Additionally, the function will attempt to generate different fits to match the data: * an exponential model using a Linear Regression method * a Poisson model using a General Linear Regression method * a Gamma model using a General Linear Regression method The function will plot and add the values of the coefficients for the models to the plots and display a summary of the results in screen.

It is possible to instruct the function to draw a “confidence band” based on a moving average, so that the trend is also displayed including a region of higher confidence based on the mean value and standard deviation computed considering a time interval set to equally dividing the total range of time over 10 equally spaced intervals.

The function will return a list combining the results for the totals for the different locations as a function of time.

Growth Rate

The growth.rate() function allows to compute daily changes and the growth rate defined as the ratio of the daily changes between two consecutive dates.

The growth.rate() shares all the features of the tots.per.location() function, i.e. can process the different types of cases and multiple locations.

The graphical output will display two plots per location: * a scatter plot with the number of changes between consecutive dates as a function of time, both in linear scale (left vertical axis) and log-scale (right vertical axis) combined * a bar plot displaying the growth rate for the particular region as a function of time.

When the function is run with multiple locations or all the locations, the figures will be adjusted to display multiple plots in one figure in a mosaic type layout. In addition to that, when there is more than one location the function will also generate two different styles of heatmaps comparing the changes per day and growth rate among the different locations (vertical axis) and time (horizontal axis).

The function will return a list combining the results for the “changes per day” and the “growth rate” as a function of time.

Plotting Totals

The function totals.plt() will generate plots of the total number of cases as a function of time. It can be used for the total data or for an specific or multiple locations. The function can generate static plots and/or interactive ones, as well, as linear and/or semi-log plots.

Plotting Cases in the World

The function live.map() will display the different cases in each corresponding location all around the world in an interactive map of the world. It can be used with time series data or aggregated data, aggregated data offers a much more detailed information about the geographical distribution.

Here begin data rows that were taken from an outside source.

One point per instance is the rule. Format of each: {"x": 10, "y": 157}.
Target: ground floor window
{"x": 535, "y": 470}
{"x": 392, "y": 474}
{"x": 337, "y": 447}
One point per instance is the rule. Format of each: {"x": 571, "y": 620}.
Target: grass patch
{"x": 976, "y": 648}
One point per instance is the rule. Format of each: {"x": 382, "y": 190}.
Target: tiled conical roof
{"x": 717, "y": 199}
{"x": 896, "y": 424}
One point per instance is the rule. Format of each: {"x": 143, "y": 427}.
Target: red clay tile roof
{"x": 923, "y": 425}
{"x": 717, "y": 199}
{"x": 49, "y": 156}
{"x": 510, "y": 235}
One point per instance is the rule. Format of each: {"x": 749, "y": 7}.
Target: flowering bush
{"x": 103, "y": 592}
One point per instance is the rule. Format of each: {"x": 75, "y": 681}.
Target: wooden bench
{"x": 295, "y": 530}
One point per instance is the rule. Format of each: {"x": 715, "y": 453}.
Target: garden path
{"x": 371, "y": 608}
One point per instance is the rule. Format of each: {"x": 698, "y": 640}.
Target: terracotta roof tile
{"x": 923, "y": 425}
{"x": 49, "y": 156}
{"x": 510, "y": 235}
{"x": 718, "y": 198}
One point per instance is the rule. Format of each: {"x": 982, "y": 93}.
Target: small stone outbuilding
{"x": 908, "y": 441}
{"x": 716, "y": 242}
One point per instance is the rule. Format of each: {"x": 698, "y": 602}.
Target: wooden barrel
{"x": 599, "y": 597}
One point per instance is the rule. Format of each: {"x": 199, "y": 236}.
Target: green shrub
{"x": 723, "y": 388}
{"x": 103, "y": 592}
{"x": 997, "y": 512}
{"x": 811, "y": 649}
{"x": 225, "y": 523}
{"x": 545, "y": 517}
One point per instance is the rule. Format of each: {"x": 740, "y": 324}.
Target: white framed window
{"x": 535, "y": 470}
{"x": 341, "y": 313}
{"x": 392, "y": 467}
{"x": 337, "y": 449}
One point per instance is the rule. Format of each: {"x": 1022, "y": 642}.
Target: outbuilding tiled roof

Experimental: Modelling the evolution of the Virus spread

We are working in the development of modelling capabilities. A preliminary prototype has been included and can be accessed using the generate.SIR.model function, which implements a simple SIR (Susceptible-Infected-Recovered) ODE model using the actual data of the virus.

This function will try to identify the data points where the onset of the epidemy began and consider the following data points to generate a proper guess for the two parameters describing the SIR ODE system. After that, it will solve the different equations and provide details about the solutions as well as plot them in a static and interactive plot.

Further Features

We will continue working on adding and developing new features to the package, in particular modelling and predictive capabilities.

Installation

For using the “covi19.analytics” package, first you will need to install it.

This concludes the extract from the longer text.